A General Ledger (GL) is a grand list of a company’s accounts, where every financial transaction is recorded. General Ledgers use the double entry system of accounting and is used to create financial statements.
A General Ledger (GL) consists of every financial transaction recorded throughout any given account period (also known as account cycle). Nowadays, businesses record their account information electronically on software such as QuickBooks. However, before records were stored electronically, businesses hand wrote all of their transactions in what we call “books” for each account. All of these books combined were called the General Ledger (GL). General Ledgers use the double entry system of accounting. This means that for every transaction, it will be recorded on two different accounts. After a General Ledger is complete, it is then used to create financial statements.
Fortunately, accounting based software exists today. This means that business owners, accountants, or bookkeepers can spend less time manually inputting financial transactions, spend more time growing their business, and analyzing that data in order to make important financial decisions. There are tons of affordable accounting software options on the market today such as QuickBooks. We recommend taking the time to research what type of features that are offered throughout the software that best fits your company’s needs. There is no need to buy the most expensive software with a plethora of features that do not apply to your company. Last but not least, we recommend having an accountant who is familiar with that software set it up for you. Improper setup can cause hours of pressing the ‘delete’ button.

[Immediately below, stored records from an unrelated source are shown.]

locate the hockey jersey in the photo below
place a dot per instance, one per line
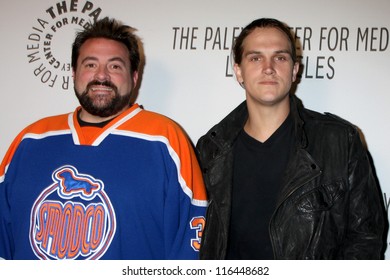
(133, 190)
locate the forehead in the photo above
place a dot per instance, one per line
(266, 37)
(103, 48)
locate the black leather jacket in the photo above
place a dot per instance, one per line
(329, 206)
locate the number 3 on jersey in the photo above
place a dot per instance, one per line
(198, 224)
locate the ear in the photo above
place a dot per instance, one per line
(295, 71)
(237, 72)
(135, 78)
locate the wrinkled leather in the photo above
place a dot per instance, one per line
(329, 206)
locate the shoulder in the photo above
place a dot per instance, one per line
(50, 123)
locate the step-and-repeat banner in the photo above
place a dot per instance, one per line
(187, 75)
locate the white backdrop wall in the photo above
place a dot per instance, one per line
(187, 76)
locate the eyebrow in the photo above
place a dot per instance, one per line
(93, 58)
(283, 51)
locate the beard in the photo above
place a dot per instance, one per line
(103, 106)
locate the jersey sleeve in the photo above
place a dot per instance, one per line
(186, 201)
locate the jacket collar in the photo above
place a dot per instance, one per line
(226, 131)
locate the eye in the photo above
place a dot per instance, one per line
(89, 65)
(255, 58)
(281, 58)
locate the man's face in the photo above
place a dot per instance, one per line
(102, 80)
(267, 69)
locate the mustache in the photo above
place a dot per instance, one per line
(101, 83)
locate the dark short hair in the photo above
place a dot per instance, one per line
(109, 29)
(238, 47)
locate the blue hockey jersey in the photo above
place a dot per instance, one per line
(132, 190)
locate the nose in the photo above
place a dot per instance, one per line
(102, 73)
(269, 68)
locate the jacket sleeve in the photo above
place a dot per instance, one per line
(364, 238)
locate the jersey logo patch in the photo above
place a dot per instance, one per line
(73, 218)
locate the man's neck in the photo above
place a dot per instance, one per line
(263, 121)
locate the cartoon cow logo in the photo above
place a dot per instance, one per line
(73, 218)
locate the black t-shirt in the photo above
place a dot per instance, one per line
(257, 178)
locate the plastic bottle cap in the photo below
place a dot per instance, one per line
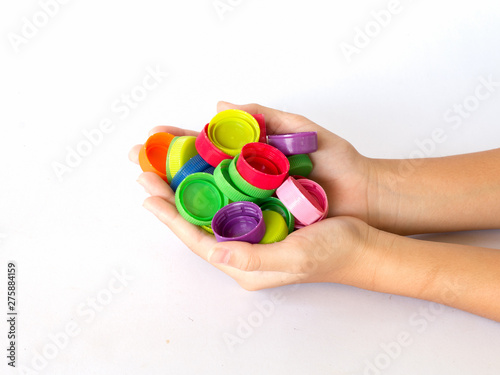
(194, 165)
(239, 221)
(318, 193)
(274, 204)
(153, 154)
(300, 164)
(167, 169)
(226, 185)
(210, 170)
(207, 149)
(296, 143)
(262, 125)
(262, 165)
(276, 228)
(299, 201)
(245, 186)
(179, 153)
(198, 198)
(208, 229)
(230, 130)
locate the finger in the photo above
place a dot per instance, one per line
(133, 154)
(193, 236)
(282, 256)
(277, 122)
(173, 130)
(155, 186)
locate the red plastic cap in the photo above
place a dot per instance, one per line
(153, 154)
(262, 165)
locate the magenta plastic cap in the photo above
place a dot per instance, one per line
(295, 143)
(318, 193)
(239, 221)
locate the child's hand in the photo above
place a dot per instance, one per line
(338, 167)
(328, 251)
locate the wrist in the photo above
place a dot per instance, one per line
(384, 198)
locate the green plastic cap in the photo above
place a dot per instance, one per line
(198, 198)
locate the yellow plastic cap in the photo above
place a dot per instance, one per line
(230, 130)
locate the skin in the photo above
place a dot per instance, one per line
(372, 202)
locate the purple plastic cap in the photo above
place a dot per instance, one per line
(239, 221)
(295, 143)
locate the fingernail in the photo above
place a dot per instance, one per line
(219, 256)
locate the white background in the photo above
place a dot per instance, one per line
(69, 236)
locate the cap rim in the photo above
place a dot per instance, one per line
(245, 186)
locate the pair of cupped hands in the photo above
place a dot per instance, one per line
(331, 250)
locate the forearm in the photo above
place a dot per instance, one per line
(452, 193)
(464, 277)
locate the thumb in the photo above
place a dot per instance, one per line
(280, 256)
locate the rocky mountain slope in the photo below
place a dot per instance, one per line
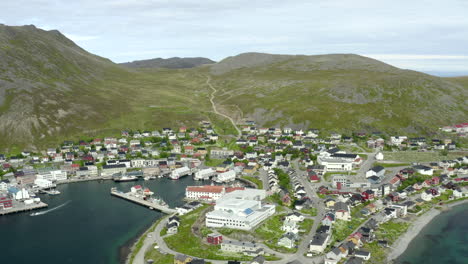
(170, 63)
(339, 92)
(52, 90)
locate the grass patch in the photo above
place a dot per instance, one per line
(416, 156)
(311, 211)
(257, 181)
(213, 162)
(140, 241)
(391, 165)
(158, 257)
(187, 243)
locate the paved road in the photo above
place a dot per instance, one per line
(239, 133)
(303, 248)
(311, 190)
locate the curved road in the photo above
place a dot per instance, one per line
(215, 110)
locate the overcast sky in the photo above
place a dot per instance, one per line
(426, 35)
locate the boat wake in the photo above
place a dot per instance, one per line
(49, 210)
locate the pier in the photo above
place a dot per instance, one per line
(23, 208)
(131, 198)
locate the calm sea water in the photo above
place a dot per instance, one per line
(443, 240)
(94, 227)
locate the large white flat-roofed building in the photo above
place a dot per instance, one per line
(241, 209)
(208, 192)
(336, 164)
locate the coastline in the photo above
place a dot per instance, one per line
(139, 238)
(401, 244)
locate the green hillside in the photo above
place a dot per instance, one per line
(340, 92)
(52, 90)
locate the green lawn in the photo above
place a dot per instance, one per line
(187, 243)
(342, 229)
(415, 156)
(389, 231)
(391, 165)
(311, 211)
(270, 230)
(213, 162)
(140, 241)
(158, 257)
(257, 181)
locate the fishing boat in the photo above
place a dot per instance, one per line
(54, 192)
(125, 178)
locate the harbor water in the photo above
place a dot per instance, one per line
(443, 240)
(91, 227)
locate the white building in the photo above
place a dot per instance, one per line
(424, 170)
(247, 248)
(43, 183)
(204, 174)
(241, 209)
(22, 194)
(319, 242)
(338, 161)
(336, 165)
(379, 156)
(51, 174)
(397, 140)
(378, 171)
(227, 176)
(179, 172)
(207, 192)
(339, 180)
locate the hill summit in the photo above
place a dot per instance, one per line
(52, 90)
(170, 63)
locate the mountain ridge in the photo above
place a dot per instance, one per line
(169, 63)
(51, 90)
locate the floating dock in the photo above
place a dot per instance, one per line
(23, 208)
(131, 198)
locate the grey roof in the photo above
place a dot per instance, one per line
(319, 239)
(378, 168)
(361, 253)
(340, 206)
(240, 243)
(354, 260)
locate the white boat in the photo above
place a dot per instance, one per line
(53, 192)
(125, 178)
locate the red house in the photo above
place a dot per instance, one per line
(214, 239)
(88, 158)
(314, 178)
(5, 202)
(368, 195)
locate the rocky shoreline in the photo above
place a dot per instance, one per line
(403, 241)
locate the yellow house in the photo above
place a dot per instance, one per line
(182, 259)
(330, 203)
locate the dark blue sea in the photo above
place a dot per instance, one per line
(443, 240)
(93, 227)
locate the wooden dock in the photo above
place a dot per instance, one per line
(164, 209)
(23, 208)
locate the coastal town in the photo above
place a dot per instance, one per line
(270, 195)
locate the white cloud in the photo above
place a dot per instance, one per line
(408, 34)
(416, 57)
(79, 38)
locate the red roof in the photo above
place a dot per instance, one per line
(205, 188)
(231, 189)
(314, 177)
(394, 180)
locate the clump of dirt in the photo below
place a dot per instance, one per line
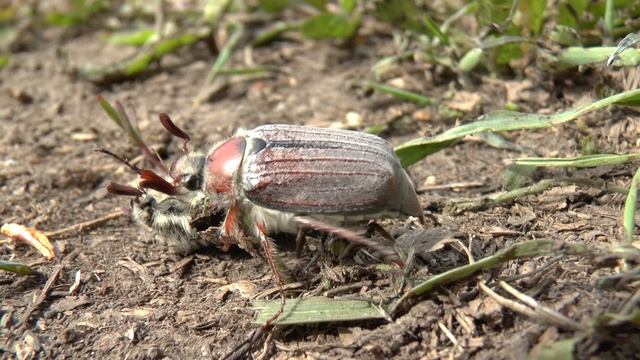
(135, 299)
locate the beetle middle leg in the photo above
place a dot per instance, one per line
(266, 245)
(387, 253)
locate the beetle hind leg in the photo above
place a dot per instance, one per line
(273, 261)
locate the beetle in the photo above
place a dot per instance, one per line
(272, 179)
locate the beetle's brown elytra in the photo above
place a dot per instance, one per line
(274, 178)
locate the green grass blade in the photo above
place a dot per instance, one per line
(316, 310)
(609, 14)
(630, 207)
(17, 268)
(113, 114)
(496, 121)
(577, 56)
(585, 161)
(402, 94)
(131, 37)
(225, 53)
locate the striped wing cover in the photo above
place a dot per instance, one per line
(323, 171)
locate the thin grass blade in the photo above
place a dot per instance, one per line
(496, 121)
(316, 310)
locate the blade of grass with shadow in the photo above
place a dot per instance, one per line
(316, 309)
(630, 206)
(415, 150)
(586, 161)
(402, 94)
(132, 68)
(526, 249)
(17, 268)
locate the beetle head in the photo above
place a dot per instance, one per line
(223, 164)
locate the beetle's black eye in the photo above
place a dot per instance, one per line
(191, 182)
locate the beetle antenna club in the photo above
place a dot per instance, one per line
(149, 179)
(125, 190)
(174, 130)
(120, 159)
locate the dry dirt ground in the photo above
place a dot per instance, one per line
(138, 300)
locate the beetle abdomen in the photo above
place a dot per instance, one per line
(306, 170)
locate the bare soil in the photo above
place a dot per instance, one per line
(138, 300)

Preparing for a General Ledger.
Before anything is posted in the General Ledger, it is first recorded in journals also known as the “Books of Original Entry”. Nothing is posted in the GL before being recorded in it’s original journal. Every financial account has an assigned journal to it and every time you record a transaction, it is called making a “journal entry”. Generally speaking, this is where a bookkeeper comes in handy. Although this job may sound monotonous, it is incredibly important. Depending on the size of your company, you may have a team of bookkeepers inputting daily transactions or a sole bookkeeper.
Double Entry System of Accounting.
Every time a transaction is recorded, it will be recorded twice in two separate accounts. It will be debited to one account and credited to another. Every account is going to have two columns: Credits to the left and debits to the right. Depending on the nature of the account, they will either increase or decrease. There are five types of main accounts: Assets, Liabilities, Income, Expenses, and Equity. Remember, for every transaction you record (whether that may be a sale or purchase) it’s going to be recorded in at least 2 of those main 5 accounts. For example: Say you own a convenience store and you are out of beer. You buy $1000 worth of beer wholesale from the factory- your cash account is going to decrease $1000. This is shown by crediting the account on the right hand side for that amount. Now, you have $1000 worth of beer to sell, so your asset account is going to be debited on the left hand side for that amount. Now the books are balanced. If the books come out with a number other than 0 by the end of a cycle, an error was made during a journal entry.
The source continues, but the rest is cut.